Article Preview
TopIntroduction
Data mining is the process of finding meaningful knowledge, and models from large volumes of data. The learning task becomes more difficult for multidimensional datasets. Thus, the generated model cannot handle these volumes rapidly and effectively (Singh et al. 2015). Moreover, the datasets in their initial state contain noisy and redundant data, which harms the classification task and reduces performances. Hence, preprocessing is required to deal with these problems and to ensure the quality of the generated model.
The feature selection approaches can be categorized into four classes: wrappers (Mafarja et al., 2018), filters (Cai et al., 2018), embedded (Lu et al., 2019) and hybrid methods (Venkatesh et al,. 2019). Wrapper methods are based on the learning algorithm in their optimization process to generate robust subsets. Despite their efficiency, these methods suffer from high computational complexity. On the other hand, Filters set out to select the appropriate subsets of features independently to the learning algorithm, which reduces their run time complexity and accuracy (information gain: IG, minimum redundancy maximum relevance: MRMR, Correlation feature selection: CFS). Thirdly, embedded methods incorporate the feature selection process into the learning task. Finally, hybrid methods combine both filters and wrappers to take advantage of these two methods.
Feature selection methods start by generating subsets of features. Then, these subsets are evaluated to select the best subset. The generation process is known as a combinatorial problem due to the exponential number of combinations between features, which can cause a high computational complexity. To reduce this complexity, optimization methods such as heuristics and metaheuristics have been largely used (Voß et al. 2012).
Metaheuristics are optimization methods that guide the search to find good solutions in a reasonable run time complexity. Although, they do not guarantee to find the best global solution as exact methods. Several types of metaheuristics have been proposed in the literature: genetic algorithms (GA) take its inspiration from the theory of evolution, the particle swarm optimization algorithm (PSO) (Eberhart et al.1995) simulates the behavior of groups of animals, the multi-verse optimizer (MVO) (Mirjalili et al.2016) is inspired from the multi-verse theory, bat algorithm (Yang et al. 2010) simulates the behavior of bats in their communication, firefly algorithm (FA) (Yang et al. 2009) mimics the behavior of fireflies in their communication process via flashing lights and the lion optimization algorithm (LOA) is inspired by the behavior of lions in their communication (Yazdani et al.2016).

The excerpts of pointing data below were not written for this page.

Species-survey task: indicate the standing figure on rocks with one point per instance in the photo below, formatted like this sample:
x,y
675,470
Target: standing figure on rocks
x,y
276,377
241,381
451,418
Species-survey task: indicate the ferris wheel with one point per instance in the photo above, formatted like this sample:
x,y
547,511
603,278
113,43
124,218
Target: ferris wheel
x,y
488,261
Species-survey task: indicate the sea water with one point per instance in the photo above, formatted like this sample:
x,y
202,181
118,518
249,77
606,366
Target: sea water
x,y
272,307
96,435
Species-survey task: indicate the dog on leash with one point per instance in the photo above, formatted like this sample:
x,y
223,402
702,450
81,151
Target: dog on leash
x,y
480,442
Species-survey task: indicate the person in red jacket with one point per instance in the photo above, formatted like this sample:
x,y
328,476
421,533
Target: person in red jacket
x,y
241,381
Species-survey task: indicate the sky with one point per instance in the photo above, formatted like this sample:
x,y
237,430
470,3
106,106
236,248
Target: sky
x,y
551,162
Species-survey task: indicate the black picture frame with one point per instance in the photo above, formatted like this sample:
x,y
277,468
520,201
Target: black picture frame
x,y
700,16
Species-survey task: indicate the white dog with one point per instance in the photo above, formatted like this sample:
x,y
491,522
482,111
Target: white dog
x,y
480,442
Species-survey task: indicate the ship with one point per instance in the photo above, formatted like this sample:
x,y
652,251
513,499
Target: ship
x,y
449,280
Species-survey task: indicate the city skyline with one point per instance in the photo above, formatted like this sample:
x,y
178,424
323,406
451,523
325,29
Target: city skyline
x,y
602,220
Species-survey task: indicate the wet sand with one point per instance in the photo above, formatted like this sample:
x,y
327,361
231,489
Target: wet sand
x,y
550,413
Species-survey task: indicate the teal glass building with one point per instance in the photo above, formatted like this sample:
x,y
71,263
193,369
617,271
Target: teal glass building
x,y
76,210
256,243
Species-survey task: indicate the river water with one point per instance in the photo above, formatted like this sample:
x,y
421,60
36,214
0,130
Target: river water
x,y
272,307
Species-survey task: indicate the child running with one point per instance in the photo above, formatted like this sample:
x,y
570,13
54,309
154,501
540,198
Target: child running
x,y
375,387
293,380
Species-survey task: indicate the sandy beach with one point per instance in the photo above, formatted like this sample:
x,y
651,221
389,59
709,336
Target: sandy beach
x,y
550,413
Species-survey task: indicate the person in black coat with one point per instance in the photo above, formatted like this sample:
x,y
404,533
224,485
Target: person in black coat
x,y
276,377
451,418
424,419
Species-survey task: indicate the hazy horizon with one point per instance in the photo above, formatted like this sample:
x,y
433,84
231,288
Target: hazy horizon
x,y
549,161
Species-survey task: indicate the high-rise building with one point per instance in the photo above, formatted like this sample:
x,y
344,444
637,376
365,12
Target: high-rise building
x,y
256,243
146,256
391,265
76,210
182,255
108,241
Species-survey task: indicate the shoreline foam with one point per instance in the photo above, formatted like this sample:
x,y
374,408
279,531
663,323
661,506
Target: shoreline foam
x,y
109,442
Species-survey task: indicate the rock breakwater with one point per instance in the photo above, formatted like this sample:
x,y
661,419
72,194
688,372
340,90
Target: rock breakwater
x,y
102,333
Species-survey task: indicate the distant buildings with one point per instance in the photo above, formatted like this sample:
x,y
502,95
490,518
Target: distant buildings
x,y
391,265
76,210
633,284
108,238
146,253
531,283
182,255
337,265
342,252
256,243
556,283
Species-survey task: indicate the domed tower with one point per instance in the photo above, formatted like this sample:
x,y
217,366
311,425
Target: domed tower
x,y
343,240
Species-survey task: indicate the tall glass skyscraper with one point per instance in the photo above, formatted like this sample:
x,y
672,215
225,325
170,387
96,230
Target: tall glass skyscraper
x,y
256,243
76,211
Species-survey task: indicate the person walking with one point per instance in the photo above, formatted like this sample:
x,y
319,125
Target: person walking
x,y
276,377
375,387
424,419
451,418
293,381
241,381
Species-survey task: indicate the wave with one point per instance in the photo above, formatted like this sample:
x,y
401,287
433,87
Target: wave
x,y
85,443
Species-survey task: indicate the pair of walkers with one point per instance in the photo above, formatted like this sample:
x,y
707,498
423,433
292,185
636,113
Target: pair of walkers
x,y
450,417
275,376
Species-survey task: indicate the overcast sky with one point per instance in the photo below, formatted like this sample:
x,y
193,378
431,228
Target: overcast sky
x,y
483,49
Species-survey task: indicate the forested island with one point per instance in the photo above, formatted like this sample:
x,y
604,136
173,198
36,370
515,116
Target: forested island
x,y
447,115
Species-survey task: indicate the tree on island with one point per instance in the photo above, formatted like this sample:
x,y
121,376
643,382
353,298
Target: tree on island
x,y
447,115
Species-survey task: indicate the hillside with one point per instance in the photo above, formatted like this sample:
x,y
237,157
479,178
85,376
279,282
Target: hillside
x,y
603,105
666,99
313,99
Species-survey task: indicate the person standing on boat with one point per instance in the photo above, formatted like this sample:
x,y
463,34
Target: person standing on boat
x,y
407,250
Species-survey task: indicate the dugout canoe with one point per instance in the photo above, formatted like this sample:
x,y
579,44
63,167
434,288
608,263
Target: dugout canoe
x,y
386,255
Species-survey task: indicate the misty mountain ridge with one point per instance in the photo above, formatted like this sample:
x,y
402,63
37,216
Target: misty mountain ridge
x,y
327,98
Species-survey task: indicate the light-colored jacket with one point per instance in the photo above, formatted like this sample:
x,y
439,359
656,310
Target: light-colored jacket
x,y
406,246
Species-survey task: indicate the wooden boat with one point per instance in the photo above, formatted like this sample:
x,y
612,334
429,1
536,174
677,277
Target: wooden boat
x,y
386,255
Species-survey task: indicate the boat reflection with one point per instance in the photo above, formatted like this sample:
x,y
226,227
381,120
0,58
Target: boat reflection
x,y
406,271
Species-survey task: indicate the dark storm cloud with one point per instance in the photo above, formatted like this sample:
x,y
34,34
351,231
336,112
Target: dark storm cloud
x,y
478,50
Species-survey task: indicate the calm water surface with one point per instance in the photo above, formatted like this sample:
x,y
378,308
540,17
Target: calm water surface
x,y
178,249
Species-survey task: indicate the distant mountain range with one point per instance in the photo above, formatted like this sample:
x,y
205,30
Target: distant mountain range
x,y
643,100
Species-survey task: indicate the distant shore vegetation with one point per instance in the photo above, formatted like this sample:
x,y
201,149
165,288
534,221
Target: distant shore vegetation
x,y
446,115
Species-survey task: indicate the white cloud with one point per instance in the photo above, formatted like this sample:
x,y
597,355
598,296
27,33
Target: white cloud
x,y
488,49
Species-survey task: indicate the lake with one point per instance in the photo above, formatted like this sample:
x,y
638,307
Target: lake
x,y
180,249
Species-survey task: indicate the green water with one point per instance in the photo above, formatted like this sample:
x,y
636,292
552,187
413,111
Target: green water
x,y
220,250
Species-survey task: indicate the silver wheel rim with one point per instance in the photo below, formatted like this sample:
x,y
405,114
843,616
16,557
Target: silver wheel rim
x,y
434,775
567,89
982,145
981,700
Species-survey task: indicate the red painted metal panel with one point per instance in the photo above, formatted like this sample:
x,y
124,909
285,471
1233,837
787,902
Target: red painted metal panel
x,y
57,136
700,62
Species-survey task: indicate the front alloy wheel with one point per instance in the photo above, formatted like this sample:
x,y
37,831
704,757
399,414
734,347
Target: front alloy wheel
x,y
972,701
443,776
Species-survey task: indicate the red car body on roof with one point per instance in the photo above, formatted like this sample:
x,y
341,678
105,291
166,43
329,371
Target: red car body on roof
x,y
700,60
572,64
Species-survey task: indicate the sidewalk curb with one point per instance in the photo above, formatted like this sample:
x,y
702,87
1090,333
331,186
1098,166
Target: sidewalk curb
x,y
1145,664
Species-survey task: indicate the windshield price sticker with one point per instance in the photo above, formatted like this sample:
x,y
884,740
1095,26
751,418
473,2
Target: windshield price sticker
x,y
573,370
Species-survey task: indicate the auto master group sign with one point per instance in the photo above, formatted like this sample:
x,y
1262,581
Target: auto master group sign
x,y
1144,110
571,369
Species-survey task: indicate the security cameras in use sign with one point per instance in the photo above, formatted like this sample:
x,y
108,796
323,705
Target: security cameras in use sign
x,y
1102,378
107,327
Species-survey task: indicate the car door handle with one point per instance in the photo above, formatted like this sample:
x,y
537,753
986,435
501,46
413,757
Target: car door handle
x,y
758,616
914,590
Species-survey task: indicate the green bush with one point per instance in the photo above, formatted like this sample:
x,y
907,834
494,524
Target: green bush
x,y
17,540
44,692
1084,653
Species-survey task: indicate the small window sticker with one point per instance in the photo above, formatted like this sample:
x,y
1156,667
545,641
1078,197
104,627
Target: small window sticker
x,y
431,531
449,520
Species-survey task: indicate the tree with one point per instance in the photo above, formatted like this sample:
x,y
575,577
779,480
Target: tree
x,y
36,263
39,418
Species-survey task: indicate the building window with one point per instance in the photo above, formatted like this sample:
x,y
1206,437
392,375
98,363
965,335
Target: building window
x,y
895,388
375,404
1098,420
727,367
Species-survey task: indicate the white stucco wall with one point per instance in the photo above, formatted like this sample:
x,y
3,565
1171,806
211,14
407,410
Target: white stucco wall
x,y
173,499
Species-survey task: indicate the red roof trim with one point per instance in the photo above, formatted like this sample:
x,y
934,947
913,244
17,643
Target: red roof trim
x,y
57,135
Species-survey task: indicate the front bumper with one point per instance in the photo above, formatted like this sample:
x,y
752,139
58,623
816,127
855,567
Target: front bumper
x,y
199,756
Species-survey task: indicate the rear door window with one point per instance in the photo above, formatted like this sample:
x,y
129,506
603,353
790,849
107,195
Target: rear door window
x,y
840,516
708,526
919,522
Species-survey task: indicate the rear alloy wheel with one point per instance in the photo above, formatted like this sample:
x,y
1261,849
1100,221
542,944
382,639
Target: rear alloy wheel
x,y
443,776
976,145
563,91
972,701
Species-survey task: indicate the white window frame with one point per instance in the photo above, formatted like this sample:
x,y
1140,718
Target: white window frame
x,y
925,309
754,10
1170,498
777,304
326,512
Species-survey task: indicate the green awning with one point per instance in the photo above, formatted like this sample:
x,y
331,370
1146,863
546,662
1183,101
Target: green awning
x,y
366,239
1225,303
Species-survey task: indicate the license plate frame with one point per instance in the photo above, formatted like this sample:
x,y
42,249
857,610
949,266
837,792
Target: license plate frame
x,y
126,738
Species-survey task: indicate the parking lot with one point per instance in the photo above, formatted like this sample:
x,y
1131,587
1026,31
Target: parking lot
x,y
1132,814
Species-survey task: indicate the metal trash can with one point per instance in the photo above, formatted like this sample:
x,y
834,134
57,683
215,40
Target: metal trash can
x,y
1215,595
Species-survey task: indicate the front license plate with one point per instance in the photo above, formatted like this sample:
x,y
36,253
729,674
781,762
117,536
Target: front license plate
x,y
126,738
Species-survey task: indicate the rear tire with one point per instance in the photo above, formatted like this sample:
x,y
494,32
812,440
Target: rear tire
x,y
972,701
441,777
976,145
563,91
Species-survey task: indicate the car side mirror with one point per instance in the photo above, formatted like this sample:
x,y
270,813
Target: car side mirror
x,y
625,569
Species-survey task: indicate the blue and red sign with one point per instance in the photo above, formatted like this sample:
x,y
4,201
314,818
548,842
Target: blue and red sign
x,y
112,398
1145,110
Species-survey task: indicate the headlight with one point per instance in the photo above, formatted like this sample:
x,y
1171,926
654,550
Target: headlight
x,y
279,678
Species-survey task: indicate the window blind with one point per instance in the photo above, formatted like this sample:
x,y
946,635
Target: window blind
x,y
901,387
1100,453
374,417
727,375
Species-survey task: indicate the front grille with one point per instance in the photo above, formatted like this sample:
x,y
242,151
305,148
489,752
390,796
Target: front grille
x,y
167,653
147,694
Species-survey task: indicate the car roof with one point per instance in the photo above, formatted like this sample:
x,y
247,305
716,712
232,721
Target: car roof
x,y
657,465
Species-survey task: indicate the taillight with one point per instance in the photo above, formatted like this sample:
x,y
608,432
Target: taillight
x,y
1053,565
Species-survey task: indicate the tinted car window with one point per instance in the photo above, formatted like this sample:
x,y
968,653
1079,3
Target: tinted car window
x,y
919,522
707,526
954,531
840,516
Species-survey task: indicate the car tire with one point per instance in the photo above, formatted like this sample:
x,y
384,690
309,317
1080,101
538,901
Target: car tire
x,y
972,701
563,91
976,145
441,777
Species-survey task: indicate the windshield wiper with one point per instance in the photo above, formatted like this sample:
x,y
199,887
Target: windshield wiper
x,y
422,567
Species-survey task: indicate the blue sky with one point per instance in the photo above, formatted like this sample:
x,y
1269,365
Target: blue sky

The bio-inspired computation takes its inspiration from two main concepts: evolutionary (GA, DE,…) and swarm intelligence algorithms (BAT, PSO,...) (Fister et al. 2013). The first group aims mainly to explore the search space based on evolutionary operations: selection, crossover, and mutation. Whereas, the second group is based on explicit cooperation and communication between different individuals by using both neighborhood and memory concepts.
Despite the advantages of metaheuristics, several drawbacks are related to the exploration process such as convergence for high dimensional problems, and exploitation such as: getting trapped into a local minimum or optimum and premature convergence. Moreover, it is difficult to find a good metaheuristic that ensures suitable cooperation between exploitation and exploration for all machine learning applications. To solve this problem, several attempts have been made to propose enhanced metaheuristics. For instance, (Vieira et al.2013) proposed to introduce the local search and mutation to PSO to avoid premature convergence. In another investigation, (DIF et al., 2017) suggested introducing the refinement process into the MVO metaheuristics to improve the exploitation. Other solutions propose the hybridization between evolutionary and swarm intelligence algorithms to take advantage of both exploration and exploitation and to create cooperation between these two concepts (Gandelli et al. 2007). Whereas, there is no guarantee on the efficiency of the hybrid method compared to its components as the theoretical hypothesis suggests (DIF et al. 2018). According to our knowledge, all the previous proposed hybridizations have a static behavior, where the hybrid method proceeds similarly for all treated tasks. However, it is challenging to select suitable components for all optimization problems because of the stochastic nature of metaheuristics.